Elle choisit dans le menu le museau vinaigrette et le plat d’andouillette accompagné de frites et de haricots verts ainsi qu’une bonne bière… Et, au cas où nous aurions des doutes, Lio précise : « J’ai une faim de loup ». C’est l’ordinaire des répétitions d’un grand spectacle : lever à l’aube pour une journée épuisante avec juste une pause-déjeuner en début d’après-midi pour reprendre quelques forces…
Forte tête
A 37 ans, l’ex-Lolita du Top 50 n’a rien perdu de son proverbial goût pour la vie même si elle a un peu ramé ces dernières années. Oh, pas par manque de talent, elle n’a plus rien à prouver de ce côté là. Plus certainement parce qu’elle s’est retrouvée en marge d’un milieu qui pense que les hommes ont du caractère et les femmes mauvais caractère. « Je suis grande gueule, confirme-t-elle, mais ce n’est pas par caprice. Etre odieuse avec les techniciens, ce n’est pas mon genre. Moi, je suis dure avec les PDGs, les producteurs, ceux qui ont le pouvoir et qui continuent à rouler en BMW et à habiter leur maison de Saint-Cloud pendant qu’on dit que le spectacle va mal et qu’on fait travailler les artistes douze heures par jour. Je ne supporte pas l’abus de pouvoir ».
Avant de chanter ce « Banana split » qui a fait d’elle une vedette à seize ans, Lio adorait déjà les comédies musicales qui passaient au cinéma ou à la télévision. « Je trouvais l’idée de chanter, de danser et de jouer en même temps tellement naturelle. J’ai d’ailleurs agencé certaines de mes chansons comme des mini-comédies musicales ». Mais personne n’était encore venu lui en proposer une vraie, façon Broadway, ce qui ne laisse pas de la surprendre : « Des chanteuses qui savent jouer et danser, ça ne se bouscule pas au portillon. Et puis, il faut avoir le tempérament pour ça et de l’abattage ! Je ferais aussi une excellente meneuse de revue. Mais une revue à l’ancienne, avec plumes et paillettes. Moi, je ferais ça très premier degré, avec la même candeur qu’un enfant ».
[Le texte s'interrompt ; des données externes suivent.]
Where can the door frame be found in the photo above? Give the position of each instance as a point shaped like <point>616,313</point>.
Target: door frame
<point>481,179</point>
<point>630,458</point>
Qu’elle débute dans la comédie musicale aux… Folies Bergère ne surprendra donc guère que ceux qui ne croient pas aux signes du destin. Et pourtant… La rencontre avec Emily, son personnage, a bien failli ne pas se produire. Initialement, Saverio Marconi, metteur en scène italien spécialiste des grandes comédies musicales, avait pensé à elle pour le rôle-titre de Victor / Victoria mais le projet a capoté pour de banales questions de droits. Quelques mois plus tard, il ne lui en a pas moins proposé d’être la vedette de l’adaptation scénique du classique de la MGM, Les sept femmes de Barberousse. (renommé depuis Sept filles pour sept garçons). Elle a sauté sur l’occasion : « J’ai dit oui à cause des Folies Bergère et à cause de Saverio ». Heureux homme, celui qu’elle décrit comme « intelligent, attentif et…beau comme un dieu ! En plus, il n’a pas de parti pris. Ca fait tant d’années que je vois des gens qui croient tout savoir sur moi que ça me fait des vacances ! ».
Les deux axes de Lio
Dans cette histoire de Blanche-Neige, elle est donc Emily, la fille de l’ouest aux rêves un peu limités et qui va faire de sept nains, pardon de sept bûcherons, un peu brut de décoffrage, de vrais gentlemen. Un rôle habituellement dégoulinant de bons sentiments et forcément un peu mièvre. « Nous avons retravaillé le personnage pour la rendre moins puritaine, plus acide et pointue, plus mouche du coche. Mais elle reste quand même une grande romantique car elle a vingt ans et elle croit au grand amour. Elle n’en a pas moins un petit côté initiatrice. Emily, c’est la féminité qui dégrossit la bestialité [masculine] ». Et Lio de révéler un de ses secrets de comédienne : « J’envisage toujours mes personnages comme le croisement d’un axe horizontal, le tapis qui forme le caractère de base, et d’un axe vertical, la légèreté, les galipettes qu’on peut faire sur ce tapis. Chez Emily, l’axe horizontal, c’est le romantisme et l’initiation et l’axe vertical, c’est son côté petite peste ».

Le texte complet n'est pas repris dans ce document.